The total flow of capital into those markets skyrocketed during the first half of 2015 compared with a year earlier. Wise investment or herd mentality? That’s tough question, but it’s also useful to think of the cities in historical terms: London, the international financial nexus, a legacy of the world-spanning British Empire; and New York, financial hub of what’s still the largest national economy in the world by far. Both places have attracted deep-pocketed investors for centuries.
In any case, RCA reported that $36.8 billion in CRE traded in metro New York in the first half of this year, up some 59 percent year-over-year. For greater London, the total was was $29.7 billion, an increase of 48 percent compared with the H1 2014. Besides their status as financial capitals, the two megalopolises also happen to be in “save haven” countries, at least as understood by wealthy investors in less stable parts of the world. The cities furthermore have a post-recession track record of rental growth, and the thinking is that will likely continue.
Interestingly enough, investment in some other top 10 cities has dropped. Tokyo’s sales volume fell 21 percent in H1 2015 compared with last year, while Paris dropped off 34 percent, Hong Kong declined 26 percent, and Sydney fell 20 percent. On the other hand, a number of markets are growing in investment sales (all year-over-year comparisons for the first half): Los Angeles, up 25 percent to $16.9 billion; San Francisco, up 30 percent to $15.9 billion; and Chicago, up 94 percent. Atlanta, Boston, Dallas, Houston, Seattle and Washington DC also enjoyed double-digit increases.
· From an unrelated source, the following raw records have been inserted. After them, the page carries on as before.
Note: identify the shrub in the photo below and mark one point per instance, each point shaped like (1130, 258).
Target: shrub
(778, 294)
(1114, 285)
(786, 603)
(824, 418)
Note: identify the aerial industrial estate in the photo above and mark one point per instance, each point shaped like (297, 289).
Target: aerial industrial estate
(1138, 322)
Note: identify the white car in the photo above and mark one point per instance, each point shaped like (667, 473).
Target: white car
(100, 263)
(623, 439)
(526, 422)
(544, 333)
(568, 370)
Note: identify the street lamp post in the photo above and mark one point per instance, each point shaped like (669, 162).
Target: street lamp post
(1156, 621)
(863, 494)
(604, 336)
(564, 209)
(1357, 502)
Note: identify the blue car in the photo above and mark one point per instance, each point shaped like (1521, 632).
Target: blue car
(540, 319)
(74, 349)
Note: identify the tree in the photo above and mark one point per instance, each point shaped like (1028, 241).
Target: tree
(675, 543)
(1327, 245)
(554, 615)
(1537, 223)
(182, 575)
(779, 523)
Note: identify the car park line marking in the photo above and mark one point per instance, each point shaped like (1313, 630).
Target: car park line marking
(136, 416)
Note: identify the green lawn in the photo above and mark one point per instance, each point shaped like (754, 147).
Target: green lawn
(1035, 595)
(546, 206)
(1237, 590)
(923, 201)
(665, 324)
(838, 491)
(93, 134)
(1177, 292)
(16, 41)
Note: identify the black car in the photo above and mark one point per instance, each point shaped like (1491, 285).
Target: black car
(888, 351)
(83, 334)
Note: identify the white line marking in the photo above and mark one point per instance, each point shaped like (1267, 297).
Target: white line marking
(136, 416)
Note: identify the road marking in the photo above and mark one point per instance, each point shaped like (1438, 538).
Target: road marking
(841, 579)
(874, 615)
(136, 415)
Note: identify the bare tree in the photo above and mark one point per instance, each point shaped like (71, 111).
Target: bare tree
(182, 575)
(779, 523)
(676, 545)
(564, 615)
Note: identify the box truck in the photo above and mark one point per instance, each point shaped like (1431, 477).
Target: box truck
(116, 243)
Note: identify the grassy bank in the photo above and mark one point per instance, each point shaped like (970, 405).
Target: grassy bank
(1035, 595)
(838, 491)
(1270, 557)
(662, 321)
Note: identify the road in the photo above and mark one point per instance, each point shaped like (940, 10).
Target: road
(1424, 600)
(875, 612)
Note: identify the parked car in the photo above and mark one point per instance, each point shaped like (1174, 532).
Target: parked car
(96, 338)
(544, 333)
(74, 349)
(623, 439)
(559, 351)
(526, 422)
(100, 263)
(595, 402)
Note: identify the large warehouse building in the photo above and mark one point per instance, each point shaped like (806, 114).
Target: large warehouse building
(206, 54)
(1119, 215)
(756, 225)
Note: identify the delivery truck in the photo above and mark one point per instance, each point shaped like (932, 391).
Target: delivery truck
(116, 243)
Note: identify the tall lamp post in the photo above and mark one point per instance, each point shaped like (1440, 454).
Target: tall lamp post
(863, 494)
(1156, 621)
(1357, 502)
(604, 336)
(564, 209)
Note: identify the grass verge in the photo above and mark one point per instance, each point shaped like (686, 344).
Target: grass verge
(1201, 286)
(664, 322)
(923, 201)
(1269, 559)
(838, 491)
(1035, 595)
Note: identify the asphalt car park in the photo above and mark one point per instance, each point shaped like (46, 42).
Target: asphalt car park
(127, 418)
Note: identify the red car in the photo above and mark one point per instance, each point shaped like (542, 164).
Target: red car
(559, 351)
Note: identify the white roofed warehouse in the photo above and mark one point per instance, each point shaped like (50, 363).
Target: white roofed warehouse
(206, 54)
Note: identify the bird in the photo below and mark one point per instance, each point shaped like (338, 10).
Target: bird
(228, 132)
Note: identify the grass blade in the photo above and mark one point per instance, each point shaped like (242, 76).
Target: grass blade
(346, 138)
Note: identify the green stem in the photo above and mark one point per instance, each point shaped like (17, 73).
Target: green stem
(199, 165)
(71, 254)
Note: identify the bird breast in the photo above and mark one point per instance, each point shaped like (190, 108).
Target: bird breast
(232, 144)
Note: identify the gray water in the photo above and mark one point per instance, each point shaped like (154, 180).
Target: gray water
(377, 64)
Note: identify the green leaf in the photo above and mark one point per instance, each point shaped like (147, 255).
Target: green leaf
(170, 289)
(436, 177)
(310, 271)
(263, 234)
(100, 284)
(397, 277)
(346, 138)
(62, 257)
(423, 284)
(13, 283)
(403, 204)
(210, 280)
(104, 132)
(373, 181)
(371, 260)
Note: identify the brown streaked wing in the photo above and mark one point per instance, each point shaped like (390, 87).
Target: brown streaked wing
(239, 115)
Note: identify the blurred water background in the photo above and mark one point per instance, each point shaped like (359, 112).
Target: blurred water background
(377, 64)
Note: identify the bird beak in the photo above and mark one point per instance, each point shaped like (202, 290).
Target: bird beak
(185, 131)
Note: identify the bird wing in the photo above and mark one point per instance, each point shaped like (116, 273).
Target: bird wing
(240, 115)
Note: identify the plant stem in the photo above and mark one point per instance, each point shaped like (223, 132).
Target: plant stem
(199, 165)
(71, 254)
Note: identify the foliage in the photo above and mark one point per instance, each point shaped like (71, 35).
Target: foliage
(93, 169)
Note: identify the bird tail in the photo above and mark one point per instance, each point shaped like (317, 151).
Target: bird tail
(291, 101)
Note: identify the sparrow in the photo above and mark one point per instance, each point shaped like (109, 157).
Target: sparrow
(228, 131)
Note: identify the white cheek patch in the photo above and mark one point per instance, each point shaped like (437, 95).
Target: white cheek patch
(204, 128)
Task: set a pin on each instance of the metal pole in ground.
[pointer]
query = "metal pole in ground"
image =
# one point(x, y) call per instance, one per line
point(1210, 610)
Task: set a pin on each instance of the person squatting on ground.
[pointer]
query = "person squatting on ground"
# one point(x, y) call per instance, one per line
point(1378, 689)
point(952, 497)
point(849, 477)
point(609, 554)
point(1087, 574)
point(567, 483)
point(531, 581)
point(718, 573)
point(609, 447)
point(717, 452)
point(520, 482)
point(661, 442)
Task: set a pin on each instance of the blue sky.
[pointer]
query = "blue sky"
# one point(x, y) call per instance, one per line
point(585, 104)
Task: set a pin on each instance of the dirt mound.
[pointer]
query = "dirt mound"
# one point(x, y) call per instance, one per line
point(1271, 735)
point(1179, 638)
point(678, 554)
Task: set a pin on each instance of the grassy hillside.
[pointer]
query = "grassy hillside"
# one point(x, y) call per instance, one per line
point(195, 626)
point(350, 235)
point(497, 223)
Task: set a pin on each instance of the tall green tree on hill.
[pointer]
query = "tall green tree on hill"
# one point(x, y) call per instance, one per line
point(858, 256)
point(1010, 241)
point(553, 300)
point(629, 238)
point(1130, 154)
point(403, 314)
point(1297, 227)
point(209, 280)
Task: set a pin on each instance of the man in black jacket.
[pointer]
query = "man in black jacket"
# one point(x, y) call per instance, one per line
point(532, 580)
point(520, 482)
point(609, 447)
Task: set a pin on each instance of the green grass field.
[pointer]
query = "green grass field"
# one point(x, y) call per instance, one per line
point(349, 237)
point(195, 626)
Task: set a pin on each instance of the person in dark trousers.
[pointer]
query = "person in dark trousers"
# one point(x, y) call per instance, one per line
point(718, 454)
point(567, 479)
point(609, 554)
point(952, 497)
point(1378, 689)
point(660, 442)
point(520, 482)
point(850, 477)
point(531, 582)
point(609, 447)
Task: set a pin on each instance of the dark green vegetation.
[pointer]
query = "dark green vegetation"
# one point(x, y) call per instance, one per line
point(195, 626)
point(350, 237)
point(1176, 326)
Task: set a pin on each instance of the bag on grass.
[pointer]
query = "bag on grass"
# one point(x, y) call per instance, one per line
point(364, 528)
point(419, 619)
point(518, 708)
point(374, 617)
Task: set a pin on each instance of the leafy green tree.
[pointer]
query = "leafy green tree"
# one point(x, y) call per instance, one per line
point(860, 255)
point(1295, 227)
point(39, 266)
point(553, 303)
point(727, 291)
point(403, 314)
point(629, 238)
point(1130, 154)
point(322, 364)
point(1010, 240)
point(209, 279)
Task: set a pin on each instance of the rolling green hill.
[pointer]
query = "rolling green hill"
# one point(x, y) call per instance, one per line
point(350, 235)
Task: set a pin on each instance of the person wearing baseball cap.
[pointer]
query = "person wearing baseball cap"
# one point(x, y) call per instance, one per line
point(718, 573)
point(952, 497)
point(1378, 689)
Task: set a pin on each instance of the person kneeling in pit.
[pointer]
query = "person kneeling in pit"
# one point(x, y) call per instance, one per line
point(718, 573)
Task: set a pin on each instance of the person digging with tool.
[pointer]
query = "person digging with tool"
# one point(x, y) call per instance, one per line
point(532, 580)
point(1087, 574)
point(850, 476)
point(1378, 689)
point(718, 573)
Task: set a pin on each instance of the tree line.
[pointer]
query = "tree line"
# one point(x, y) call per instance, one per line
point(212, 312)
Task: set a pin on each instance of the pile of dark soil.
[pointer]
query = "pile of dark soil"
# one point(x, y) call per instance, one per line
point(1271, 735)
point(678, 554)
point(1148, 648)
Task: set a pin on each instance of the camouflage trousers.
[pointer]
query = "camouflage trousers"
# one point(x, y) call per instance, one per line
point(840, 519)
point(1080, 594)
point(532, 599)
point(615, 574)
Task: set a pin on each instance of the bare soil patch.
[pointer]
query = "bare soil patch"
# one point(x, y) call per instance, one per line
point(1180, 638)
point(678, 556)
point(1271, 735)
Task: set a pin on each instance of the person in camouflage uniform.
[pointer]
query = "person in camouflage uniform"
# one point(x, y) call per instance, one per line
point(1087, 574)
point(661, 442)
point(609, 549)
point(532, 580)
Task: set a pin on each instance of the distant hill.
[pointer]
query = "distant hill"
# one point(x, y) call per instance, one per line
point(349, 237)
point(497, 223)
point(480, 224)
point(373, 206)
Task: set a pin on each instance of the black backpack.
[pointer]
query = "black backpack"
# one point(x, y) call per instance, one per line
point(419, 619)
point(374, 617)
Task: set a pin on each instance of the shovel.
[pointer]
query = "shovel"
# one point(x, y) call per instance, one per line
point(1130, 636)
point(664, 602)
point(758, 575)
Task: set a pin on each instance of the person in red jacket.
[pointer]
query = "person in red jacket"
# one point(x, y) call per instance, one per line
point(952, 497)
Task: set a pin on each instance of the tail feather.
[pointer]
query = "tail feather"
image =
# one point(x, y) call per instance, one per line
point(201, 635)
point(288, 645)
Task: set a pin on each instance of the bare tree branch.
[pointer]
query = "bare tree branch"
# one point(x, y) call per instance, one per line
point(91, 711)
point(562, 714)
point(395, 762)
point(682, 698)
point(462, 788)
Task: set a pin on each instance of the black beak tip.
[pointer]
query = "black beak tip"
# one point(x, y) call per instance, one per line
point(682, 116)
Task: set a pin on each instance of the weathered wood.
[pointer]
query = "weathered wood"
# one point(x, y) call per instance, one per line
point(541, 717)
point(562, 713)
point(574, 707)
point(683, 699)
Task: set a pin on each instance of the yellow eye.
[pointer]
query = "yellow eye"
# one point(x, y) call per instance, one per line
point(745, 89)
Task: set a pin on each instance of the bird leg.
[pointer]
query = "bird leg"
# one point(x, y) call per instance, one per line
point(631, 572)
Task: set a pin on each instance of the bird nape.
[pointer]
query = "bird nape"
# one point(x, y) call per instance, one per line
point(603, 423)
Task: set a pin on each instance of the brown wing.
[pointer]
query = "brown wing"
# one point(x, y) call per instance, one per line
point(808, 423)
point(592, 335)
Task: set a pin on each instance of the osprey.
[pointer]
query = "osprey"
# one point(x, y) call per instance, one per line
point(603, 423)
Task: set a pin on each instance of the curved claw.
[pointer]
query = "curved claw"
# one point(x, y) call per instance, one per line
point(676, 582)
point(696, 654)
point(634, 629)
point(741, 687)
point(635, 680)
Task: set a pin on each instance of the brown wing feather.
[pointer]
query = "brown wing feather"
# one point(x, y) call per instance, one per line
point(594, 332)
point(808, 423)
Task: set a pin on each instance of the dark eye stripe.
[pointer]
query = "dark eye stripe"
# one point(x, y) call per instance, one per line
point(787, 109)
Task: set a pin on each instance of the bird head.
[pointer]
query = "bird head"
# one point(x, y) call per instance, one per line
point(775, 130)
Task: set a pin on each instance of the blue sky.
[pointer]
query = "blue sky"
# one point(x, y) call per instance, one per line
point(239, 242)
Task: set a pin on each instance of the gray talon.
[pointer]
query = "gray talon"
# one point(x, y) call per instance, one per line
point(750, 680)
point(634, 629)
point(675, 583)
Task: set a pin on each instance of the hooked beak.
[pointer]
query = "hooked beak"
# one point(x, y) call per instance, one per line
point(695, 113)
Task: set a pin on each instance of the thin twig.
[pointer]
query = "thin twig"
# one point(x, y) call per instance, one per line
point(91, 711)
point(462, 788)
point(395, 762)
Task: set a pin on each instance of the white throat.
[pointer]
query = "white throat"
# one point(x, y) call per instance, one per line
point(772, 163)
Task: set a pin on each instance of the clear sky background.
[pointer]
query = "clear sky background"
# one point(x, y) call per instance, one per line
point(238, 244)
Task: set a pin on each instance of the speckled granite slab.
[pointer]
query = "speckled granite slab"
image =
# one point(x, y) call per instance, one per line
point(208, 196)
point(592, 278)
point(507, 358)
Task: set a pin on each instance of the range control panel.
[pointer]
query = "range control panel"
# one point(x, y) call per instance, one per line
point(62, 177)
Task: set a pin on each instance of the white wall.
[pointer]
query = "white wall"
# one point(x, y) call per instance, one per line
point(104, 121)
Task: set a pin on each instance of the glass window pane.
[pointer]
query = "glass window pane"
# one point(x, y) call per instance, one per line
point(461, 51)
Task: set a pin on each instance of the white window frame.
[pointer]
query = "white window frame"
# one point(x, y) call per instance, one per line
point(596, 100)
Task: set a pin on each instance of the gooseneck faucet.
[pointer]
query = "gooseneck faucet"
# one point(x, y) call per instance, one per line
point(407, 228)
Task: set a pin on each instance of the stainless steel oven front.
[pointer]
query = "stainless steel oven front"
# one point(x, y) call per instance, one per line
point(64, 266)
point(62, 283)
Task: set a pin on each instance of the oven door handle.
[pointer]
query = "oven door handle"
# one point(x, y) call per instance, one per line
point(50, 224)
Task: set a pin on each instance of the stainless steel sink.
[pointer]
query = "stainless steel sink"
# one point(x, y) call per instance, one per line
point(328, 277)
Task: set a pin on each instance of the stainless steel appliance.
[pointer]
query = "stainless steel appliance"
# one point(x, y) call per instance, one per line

Then there’s Florida. Miami’s been attracting Latin American capital since the days of Henry Flagler, but the post-recession years have seen an especially high volume. This is due to a confluence of rapid economic growth in certain Latin countries, such as Brazil, and political uncertainty in others, such as Venezuela. Also, in even more recent times, investors have returned to South Florida from the Northeastern US, Canada, the EU — and now investors from China are discovering a renewed interest in Florida commercial properties (to go along with an interest in residential properties). According to RCA, South Florida, mainly but not only Miami, experienced a rise in investment of 88 percent to $7.1 billion during the first half of the year, compared with 2014. Investment in Orlando properties was a whopping 280 percent higher in 1H 2015, at $3.8 billion, than it was during the first half of last year.